Ein Aspekt davon, die Kamaiya oder 'Schuldknechtschaft' ist erst 2002 per Gesetz abgeschafft. Aber wie viele dort immer noch in Sklaverei leben, weiß niemand. Vielen der befreiten Menschen wurde Land zugewiesen, dass sich dann nicht als landwirtschaftlich nutzbar erwies. So kam es, dass viele Bauern ihre Kinder aus wirtschaftlicher Not verkauft haben, um selber genug zu essen zu haben, und gleichzeitig ihre Kinder in den Haushalten der reichen Grundbesitzer versorgt zu wissen.
Diese Praxis wurde 2013 zwar offiziell verboten, aber trotzdem haben Hilfsorganisationen alle Hände voll zu tun."
Frau Müller baut nun einen Beamer auf und lässt uns den Film einer Hilforganisation sehen. Diese Organisation ist, wie viele andere, auf Spenden angewiesen. Es wird gezeigt, wie eine Delegation der Organisation ein neu errichtetes Schulwohnheim besucht. Der Sprecher im Hintergrund erklärt, dass inzwischen 12.000 Kamlahari -schwer arbeitende Frau- aus der Leibeigenschaft befreit werden konnten. Ausbildungsstipendien für fast 200 Mädchen konnten aufgebracht werden. Eine junge Frau hat mit den Spendengeldern studieren können und kämpft heute als Rechtsanwältin Seite an Seite mit der Hilfsorganisation gegen die Sklaverei.
Drüber vergeht die Schulstunde wie im Flug. Ich habe nicht gewusst, dass es im 21. Jahrhundert immer noch Sklaverei gibt! Ich, das heißt, mein Name ist Leni Mrachartz. Mein Vater ist im Bankenbereich tätig. Er prüft die Kreditwürdigkeit der Antragsteller. Zuhause habe ich eine unbeschwerte Kindheit verbringen dürfen und bin nun in der neunten Klasse des Gymnasiums unserer Heimatstadt.
*
Nun sitze ich, Leni Mrachartz, mit sieben Mitschülern im Flugzeug. Zweidrittel unserer Klasse haben sich entschieden, lieber einen Betrag ihrer Wahl an die Hilfsorganisation zu spenden, als eine Woche ihrer Ferien zu opfern und Land und Leute kennen zu lernen. Wir mussten mehrere Impfungen über uns ergehen lassen, unter anderem auch gegen Malaria, bevor wir fliegen durften. Frau Müller hat von jedem Mitreisenden über 600 Euro eingesammelt, von denen über 200 Euro an die Gastfamilie geht. So unterstützen wir die Menschen dort auch direkt.

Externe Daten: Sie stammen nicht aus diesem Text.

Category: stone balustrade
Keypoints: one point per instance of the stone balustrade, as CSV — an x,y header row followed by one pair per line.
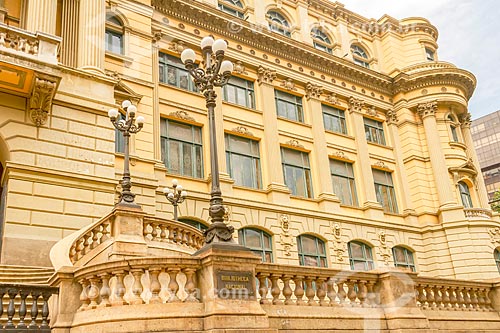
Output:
x,y
439,294
291,285
40,46
477,213
27,308
138,281
160,230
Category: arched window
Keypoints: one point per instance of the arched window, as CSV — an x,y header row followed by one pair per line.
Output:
x,y
312,251
360,256
496,254
465,194
321,40
258,241
198,225
278,23
114,34
359,56
233,7
403,258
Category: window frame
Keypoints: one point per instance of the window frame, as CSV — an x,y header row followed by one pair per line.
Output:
x,y
318,256
369,263
298,109
306,172
255,158
263,251
164,141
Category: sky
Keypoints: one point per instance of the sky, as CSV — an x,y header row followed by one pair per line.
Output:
x,y
469,37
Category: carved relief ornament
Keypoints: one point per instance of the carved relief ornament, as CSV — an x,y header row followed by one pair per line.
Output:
x,y
40,102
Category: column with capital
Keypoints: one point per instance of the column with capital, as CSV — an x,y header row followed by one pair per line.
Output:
x,y
328,201
427,111
277,191
471,153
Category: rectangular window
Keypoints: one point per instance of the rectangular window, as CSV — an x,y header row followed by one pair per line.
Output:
x,y
384,189
343,182
297,172
374,131
289,106
173,72
243,161
334,119
181,148
239,91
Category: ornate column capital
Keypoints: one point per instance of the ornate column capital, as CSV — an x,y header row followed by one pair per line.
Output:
x,y
313,91
427,109
265,75
355,105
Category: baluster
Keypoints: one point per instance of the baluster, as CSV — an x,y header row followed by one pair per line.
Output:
x,y
341,293
190,287
263,288
34,309
22,308
105,290
287,290
119,289
45,311
330,291
321,292
136,286
84,299
173,286
275,289
93,293
155,286
299,290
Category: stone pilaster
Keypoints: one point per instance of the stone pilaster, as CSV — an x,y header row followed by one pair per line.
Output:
x,y
427,112
92,27
278,192
69,32
471,153
328,200
41,16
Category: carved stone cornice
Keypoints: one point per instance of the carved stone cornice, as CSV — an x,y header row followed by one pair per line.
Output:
x,y
40,102
427,109
313,90
355,105
265,75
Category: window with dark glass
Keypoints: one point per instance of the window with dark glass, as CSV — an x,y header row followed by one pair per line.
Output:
x,y
239,91
312,251
243,161
403,258
289,106
114,34
321,40
334,119
343,182
233,7
465,194
360,256
297,172
359,56
384,189
173,72
374,131
258,241
181,148
278,23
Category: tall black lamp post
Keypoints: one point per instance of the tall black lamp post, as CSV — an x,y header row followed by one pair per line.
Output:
x,y
127,127
216,73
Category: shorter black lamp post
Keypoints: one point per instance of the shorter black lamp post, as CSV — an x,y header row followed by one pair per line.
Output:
x,y
175,196
126,126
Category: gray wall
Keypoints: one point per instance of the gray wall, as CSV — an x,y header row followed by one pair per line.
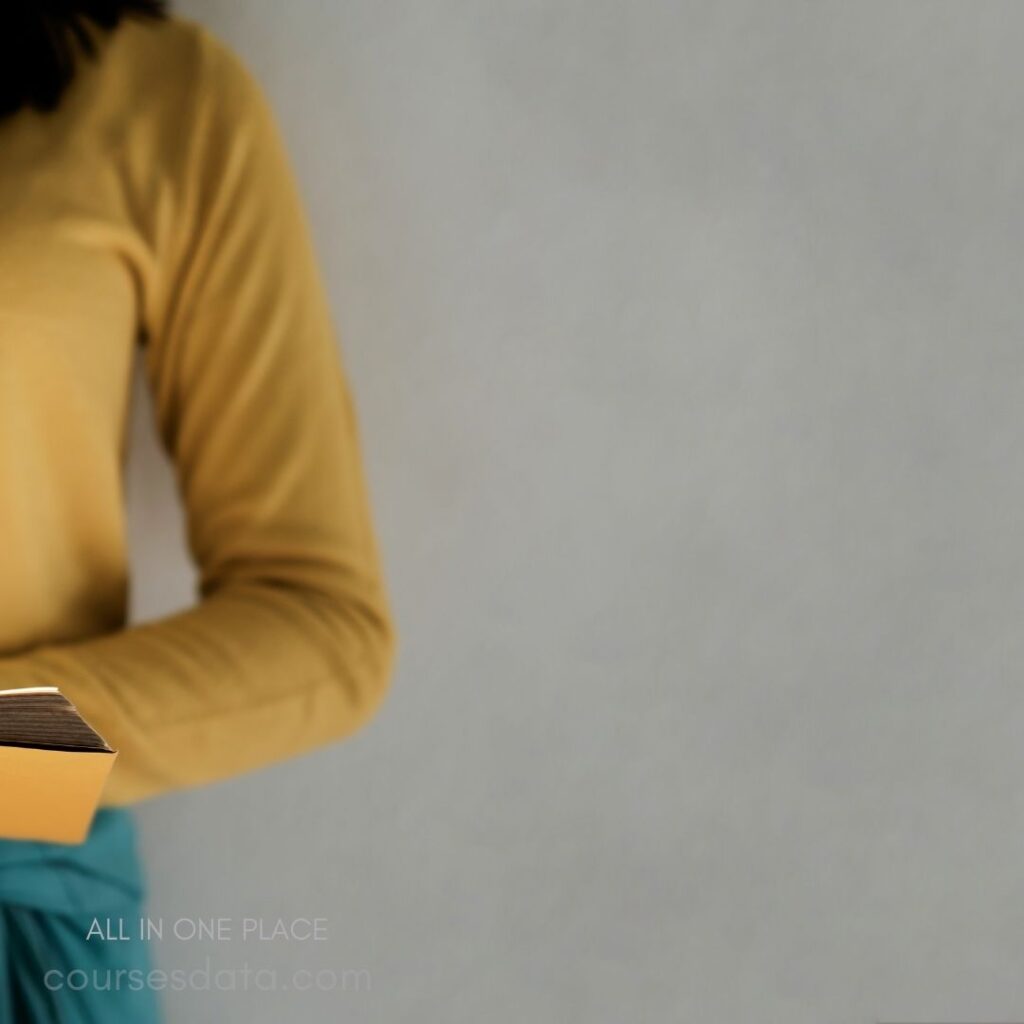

Der Flug ab Berlin nach Katmandu soll 12 Stunden und 35 Minuten dauern. Es ist gleichzeitig auch mein erster Flug. Ungefähr zwei Stunden haben die Formalitäten vor dem Start gedauert, dann dürfen wir das Flugzeug entern. Wir suchen unsere Sitzplätze und machen es uns bequem. Dann ertönt ein Gong und ich spüre eine Vibration. Beim Blick aus dem Fenster sehe ich, dass wir uns rasend schnell fortbewegen. Dann werde ich in den Sitz gepresst und die Maschine steigt in einem irren Winkel in den Himmel. Nach einigen Minuten kippt das Flugzeug in die horizontale Lage zurück und wir dürfen den Gurt wieder lösen.
Die Flugbegleiter gehen herum und fragen jeden, ob er ein Imbiss haben möchte. Dabei lassen sie ihren Blick schweifen. Ich bestelle nur eine Kleinigkeit, denn ich habe vor, während des Großteils des Fluges zu schlafen. Bald darauf bin ich auch eingeschlummert.
Als ich wach werde, haben wir den Himalaya erreicht. Wir haben 9:40 Ortszeit und sollen in einer halben Stunde etwa in Katmandu landen. Mein erster Blick geht aus dem Kabinenfenster. So etwas habe ich noch nie gesehen. Es ist einfach überwältigend! Wir fliegen über den Wolken. Viele Berggipfel in weiß und grau durchstoßen die Wolkendecke und erscheinen mir zum Greifen nah.